My father used to hunt in the same region where Thomas Messick went missing. He was the 82 year old man featured in David Paulides’ Missing 411: The Hunted documentary.
The first encounter was a typical sighting: at first he thought he was looking at a bear. But it was walking quickly on its hind legs and then he thought it was man, due to the way it swung its arms. It was very man-like that way, but not bear-like.
The second encounter: My father was also an expert marksman in the military, who won three awards for his ability. But he never shot a deer. And I always wondered why this was when I was a kid, since his friends all said he was better with the rifle than they were. It wasn’t until later a friend of his told me that my dad went hunting to hang out with his buddies, get some solitude away from work, and read a book. He would stake himself out by a comfy tree, read a Tom Clancy novel, eat some candy bars that my mother wouldn’t allow in the house, and sometimes fall asleep with his book and rifle on his lap- very similar to the situation Messick was in, by the way (though my dad’s encounter was in the 80’s.)
One hunting trip, he got comfortable and nodded off. When he woke later, he discovered all his candy bars missing, only to find two wrappers discarded about fifty feet away. The wrappers were torn apart and a mess of chocolate. Not like a human opens them. Could it have been a bear? I guess anything is possible. Could it have been a friend, playing a joke? Sure. Maybe even likely. But my father never hunted in that area ever again. It shook him. I heard the story from my uncle. My dad told his little brother and my mother about the encounter but no one else. My uncle said it scared the crap out of my dad, so much that he was ashamed of it. He was a Navy veteran of the Vietnam War who served on a PBR. Very little scares my father.
So, there are my stories, Brian. I hope you enjoy them! Strangely, with all the time I spend in the woods- I am a NYS High Peaks 46er and I guide hikes year round- I have never encountered anything like my father has or the other sightings.

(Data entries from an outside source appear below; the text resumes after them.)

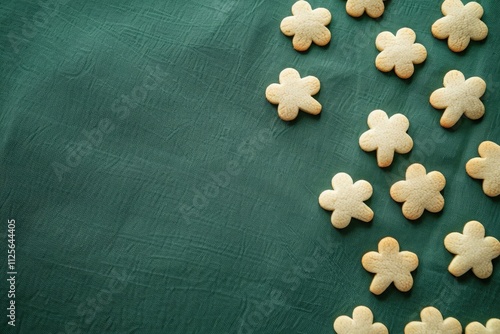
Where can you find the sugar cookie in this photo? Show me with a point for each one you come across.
(433, 322)
(346, 200)
(356, 8)
(419, 192)
(492, 327)
(472, 250)
(294, 93)
(460, 24)
(399, 52)
(487, 167)
(361, 322)
(390, 265)
(386, 135)
(459, 97)
(307, 26)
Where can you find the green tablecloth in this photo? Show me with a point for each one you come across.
(155, 190)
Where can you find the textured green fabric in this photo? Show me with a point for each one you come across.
(155, 190)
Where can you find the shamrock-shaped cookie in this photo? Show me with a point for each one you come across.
(356, 8)
(346, 200)
(387, 135)
(399, 52)
(472, 250)
(487, 167)
(459, 97)
(492, 327)
(433, 322)
(294, 93)
(361, 322)
(460, 24)
(390, 265)
(419, 192)
(307, 26)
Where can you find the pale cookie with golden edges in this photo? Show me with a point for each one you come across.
(420, 191)
(399, 52)
(307, 26)
(346, 200)
(361, 322)
(460, 24)
(433, 322)
(356, 8)
(459, 97)
(294, 93)
(473, 250)
(487, 167)
(492, 327)
(386, 135)
(390, 266)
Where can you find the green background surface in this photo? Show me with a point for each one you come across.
(146, 232)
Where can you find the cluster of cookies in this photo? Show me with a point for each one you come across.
(421, 190)
(431, 322)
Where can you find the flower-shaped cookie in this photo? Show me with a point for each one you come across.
(399, 52)
(346, 200)
(294, 93)
(390, 265)
(307, 26)
(361, 322)
(419, 192)
(487, 167)
(459, 97)
(433, 322)
(472, 250)
(460, 24)
(356, 8)
(492, 327)
(387, 135)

*Where The Last of the Mohicans story takes place, but not where it was actually filmed. All the locals get a kick out of the movie, since we don’t have forests of giant rhododendrons up here, and you can’t row a canoe from Lake George to the Hudson river. Still a good movie though.
Thank you for sharing, Luke! Mind if I repost your comment?

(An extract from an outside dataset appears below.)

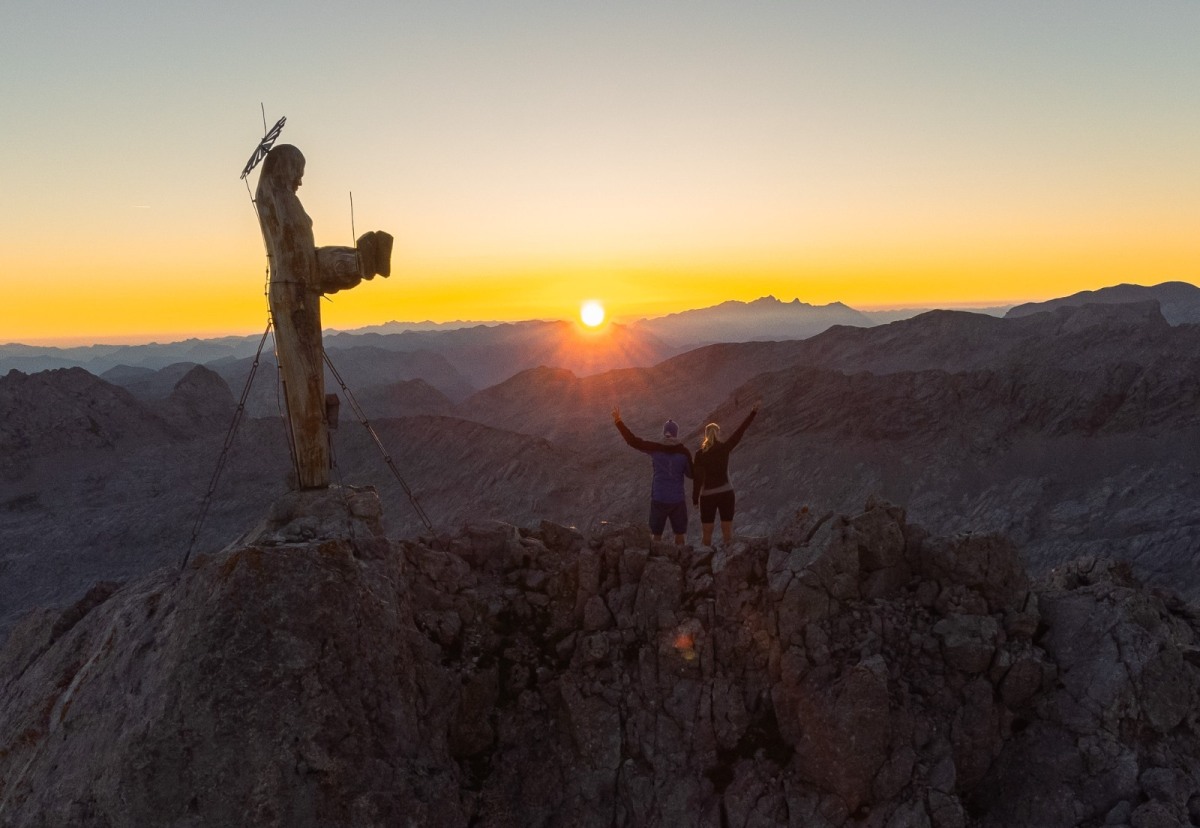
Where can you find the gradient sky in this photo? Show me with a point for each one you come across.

I don’t mind if you post them at all. Feel free.
Also, this is admittedly irrelevant, but I really don’t know where else I could turn for advice. This Monday, I heard some awful news, the Franciscan Friars in my hometown are, due to a lack of vocations, closing down the local Friary and leaving town, even though they’ve been here for over 700 years. These men were a great spiritual aid to me, and their willingness to offer the sacrament of Confession almost every day of the week was and is an enormous boon to me, since I struggle with temptation a lot. It should still be possible to receive the sacrament somewhere in town, but it will be a deeply distressing and unpleasant change, and, well, I’m just sad. I am, however, trying to offer this up as the Lord’s Will, knowing that what He desires will be done and will always work out for the best in the end. I’m also trying to avoid getting excessively down in the dumps, as is my natural wont; the unfortunate fate of the West is ultimately a judgment that, God willing, will end in redemption. Still, it’s one thing to talk about such things, and another to have it impact your life personally. Please pray for me, and for them.
You and the friars are in my prayers. Take consolation in knowing that attachment to created goods, even created spiritual goods, is in the long run an impediment to full union with God.